Two Cancer Drugs Just Reversed Alzheimer’s in Mice.
Existing drugs means a potentially shorter time to market.
SCIENCE AND TECHNOLOGY
8/28/20252 min read
Science has a knack for dangling hope in front of us like a carrot on a stick. Every few months, a new “breakthrough” claims to have cracked Alzheimer’s, only for it to turn out to be another round of disappointing trials. This time, though, something genuinely promising has emerged, and it comes not from some exotic new molecule but from drugs we already have.
Researchers have found that two existing cancer medications, letrozole and irinotecan, can actually reverse the symptoms of Alzheimer’s in mice. Yes, reverse. The drugs cleared away tau protein tangles, stopped degeneration in the brain, and even restored memory function. (NY Post)
If you know someone with Alzheimer’s, this probably sounds like science fiction with a cruel punchline. But here’s the twist: these drugs are already approved by the FDA for use in humans. They are sitting on pharmacy shelves right now, which means the leap from lab to clinical trials could be far quicker than usual. For once, the phrase “in a few years” might actually mean a few years.
Of course, it is still early days. Mice are not people, however much they may have been running the internet since the dawn of clickbait. What works in a mouse brain does not always translate to a human one.
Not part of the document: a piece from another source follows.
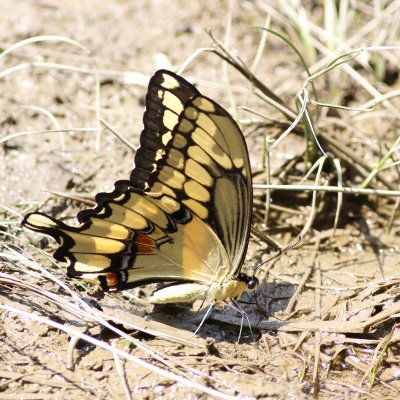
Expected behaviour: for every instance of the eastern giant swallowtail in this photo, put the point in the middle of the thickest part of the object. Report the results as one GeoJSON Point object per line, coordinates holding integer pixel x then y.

Still, this is the closest science has come in decades to turning the tide on a disease that robs people of their identity piece by piece.
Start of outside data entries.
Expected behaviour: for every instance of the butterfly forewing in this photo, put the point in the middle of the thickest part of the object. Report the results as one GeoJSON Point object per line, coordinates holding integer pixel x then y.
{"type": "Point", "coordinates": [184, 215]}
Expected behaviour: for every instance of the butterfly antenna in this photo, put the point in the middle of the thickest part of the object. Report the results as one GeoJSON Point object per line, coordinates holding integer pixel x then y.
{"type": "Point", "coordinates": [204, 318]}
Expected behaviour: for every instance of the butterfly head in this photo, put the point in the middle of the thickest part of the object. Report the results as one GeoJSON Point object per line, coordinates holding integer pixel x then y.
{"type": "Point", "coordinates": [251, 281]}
The hopeful part is not just the potential treatment, but the shift in approach. Instead of waiting for brand new wonder drugs, researchers are realising that existing medicines might hold hidden powers. The cure for one of the most feared conditions of our time may have been sitting in the oncology department all along, disguised as something else.
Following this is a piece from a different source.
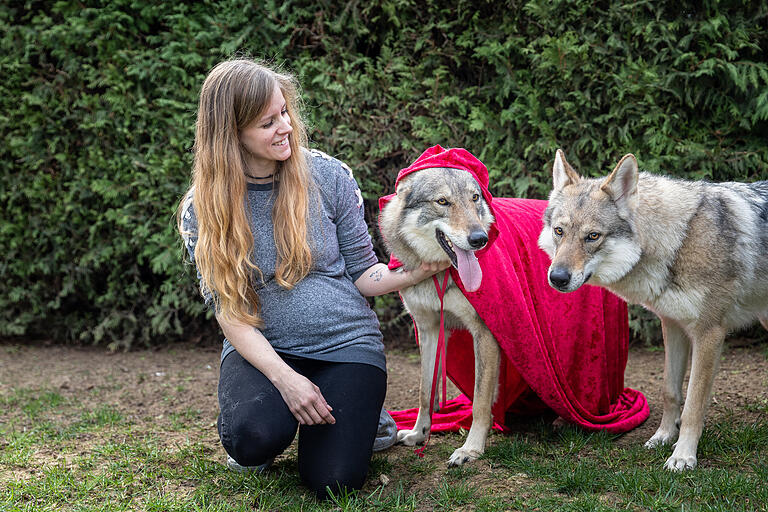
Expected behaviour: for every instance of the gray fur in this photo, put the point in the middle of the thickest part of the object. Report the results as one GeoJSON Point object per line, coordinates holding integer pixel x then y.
{"type": "Point", "coordinates": [692, 252]}
{"type": "Point", "coordinates": [408, 225]}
If trials confirm the same effects in humans, the implications are staggering. Millions of families could be spared the slow erosion of memory, the endless loop of introductions, the gradual fading of someone they love. And if the treatment comes from drugs we already know are safe, it would mean a faster, cheaper path to relief.
So yes, we are still a step away from declaring victory. But for once, science has delivered news that feels less like a distant promise and more like a door cracking open. Two ordinary pills, long used for fighting tumours, could one day help people remember their children’s names again.
And if that is not worth a cautious toast to human ingenuity, what is?